Handan’ın konuştuğu bölümler ise Uzunbay’ın şairliğinin, yazarlığının ve zengin duygu dünyasının zirve yaptığı yerler olarak ortaya çıkıyor. Bazı okuyuculara oldukça kapalı gelebilecek bu bölümlerde, dönüp dönüp tekrar okunacak satırlar armağan ediyor Uzunbay.

İnsan, defalarca yıkılıp toparlanan dünyanın en feci doğal afetidir belki de. Eksik bilmek bozmuş insanı.

Romanda, sevdiğine çok yakışacak bir elbise yazmak isteyen kadınların has aşkı yüzeye çıkıyor.

Sen o elbiseyi giy, sevin, sarıl, acımı, aşkımı ruhunda duy istiyorum.

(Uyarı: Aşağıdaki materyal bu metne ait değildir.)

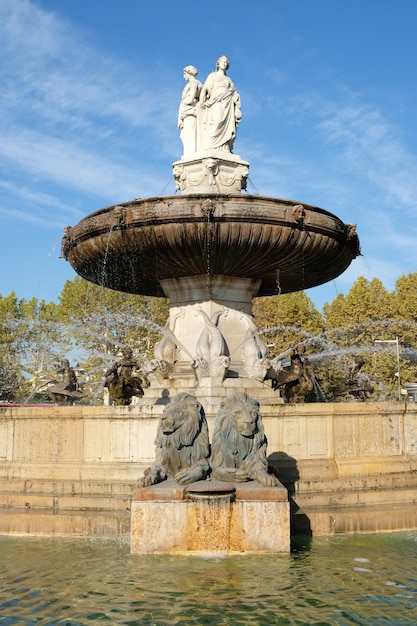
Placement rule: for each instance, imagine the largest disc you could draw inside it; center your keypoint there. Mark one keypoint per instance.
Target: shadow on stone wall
(285, 468)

Arzu ile Ömer, Handan ile Mürşit, İpek ile Arzu arasındaki ilişkilerde aşkı daha şiddetli yaşayan tarafın, karşısındakinin yargısının esiri olduğunu görüyoruz. Aşkın çoğu zaman bir esaret halini aldığını, aslında tamamlayıcı değil, tam tersi bölücü olduğunu hissediyoruz. Bu duygu, bir arayış ve nihayetinden bir yıkım süreci olarak belirip, çoğu zaman paylaşılan değil, içsel, yıpratıcı ve egoyu parçalayan bir deneyim olarak karşımıza çıkıyor. Aşkın, anneyle bebeğin ya da çocuğun arasındaki gibi ilksel türden olabileceğini de hatırlıyoruz. Öte yandan aşkla başlayan Gülendam-Hüseyin ilişkisinde Çıtak Hüseyinim’in, Çıtak Hüseyin’e, orada da sönmüş bir çıra gibi Çıtak’a dönüştüğüne tanıklık ediyoruz. Toplumsal rollerin dişlerinin sivrilip kadını iş gören, toplayan, susmaya zorlanan bir tuhaf yaratılışa çevirdiğini izliyoruz.

Yazar harfleri kımıldayan karanlıkta, olumlu çağrışımlar yapan kavramların karanlık yanlarını da gösteriyor.

Umut etmek ve güvenmek, bu güzel sözcükler, üstelik de yıllarca, hiç çaktırmadan koluma girip, düşeceğim derin çukura taşıdılar beni.

Uzunbay şiirden aşka, ikili ilişkilerden toplumsal rollere birçok konuda beylik laflara ve düşüncelere saplanmadan, nefes alır gibi yazıyor. Metin zorlukların, haksızlıkların, hastalıklı bir kadın-erkek ilişkisinin süregeldiği bir coğrafyada yazıldığı için, haliyle ciğerlere çekilen her nefes ferahlama getirmiyor. Yazarın kurgu oyunlarıyla şaşırtmaya ya da duygulara pervasızca saldırarak edebi güç devşirmeye teşne bir anlatı peşinde olmadığı, daha ilk satırlarda kendini açık ediyor. Derinliğini okuyucuya sezgilerle fark ettiren metni okudukça, duyularımızın açıldığını hissediyoruz. Kitapta Handan’ın aktardığı gibi, Guarani dilinde ‘ruh’ aynı zamanda ‘sözcük’ anlamına geliyormuş. Yokuş Aşağı Portakallar sözcüklerin gücünü bize yeniden hatırlatan, şair elinden çıkma büyük bir roman.